Congee: The Ultimate Bowl of Comfort

Chicken & Rice Congee- anti-cancer recipes- cook for your life

Many Asian countries have variations of rice porridge — there’s okayu in Japan, juk in Korea, jok in Thailand, and lugao from the Philippines. In China, this staple dish is called congee, and it is standard fare for breakfast, lunch, and even dinner. The Chinese start eating congee when they’re very young, as it’s often the first food served to children after a mother’s milk.

Congee is a perfect dish for people going through treatment for cancer, recuperating on a bland diet, or are having diarrhea. It’s gentle on the stomach and easy to digest. If you make congee with brown rice, you get the benefits of additional fiber, which will help you maintain regular digestion. While brown rice congee is high in fiber, use white rice when following a bland diet or if you are currently experiencing diarrhea.  Congee also helps keep you hydrated, as there is so much water in the dish, making it a great meal to turn to when you might be feeling nauseated or low on energy.

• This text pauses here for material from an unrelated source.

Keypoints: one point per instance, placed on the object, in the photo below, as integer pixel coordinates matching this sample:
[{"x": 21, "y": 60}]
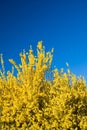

Congee is a flexible dish that can be part of a larger meal or served on its own. It can be made with broth for a richer soup, and with fish, diced chicken or tofu for extra protein. To give additional flavor to the soup, incorporate scallions, shitake mushrooms, ginger, soy sauce, sesame oil, and pepper. Adding any vegetables you might have in the fridge boosts the nutritional value significantly, since congee itself is not vitamin-packed. Be mindful if you are experiencing diarrhea to not add in cruciferous vegetables or other vegetables with the skins on them.

The recipe below is a good starting point for whatever improvisations you want to make. Although it takes time to make, it keeps well in the fridge for several days or can be frozen to eat later. If you opt to use stock over water for a more savory dish, serve the stew topped with diced chicken, marinated tofu, a poached egg, or vegetables. The addition of ginger adds warmth to the broth and makes it particularly soothing on the stomach and can help relive nausea — feel free to add as much as you like.

Basic Congee recipe:

Rice to liquid ratio: for desired consistency…

  • 1:7 for extra thick 
  • 1:8 for thick 
  • 1:9 for medium thick 
  • 1:10 for medium thin 

Stove top: 

  1. Rinse rice to wash away impurities. 
  2. In a medium pot, bring desired liquid amount (above) to a boil, add rice, and reduce heat to medium and simmer gently for 25-30 minutes. Stir every now and then to prevent rice from sticking to the bottom of the pan. 
  3. Season with salt. 

Note: The longer the congee is on the stove, the thicker it will become. If congee gets too thick, add more liquid to thin it out. 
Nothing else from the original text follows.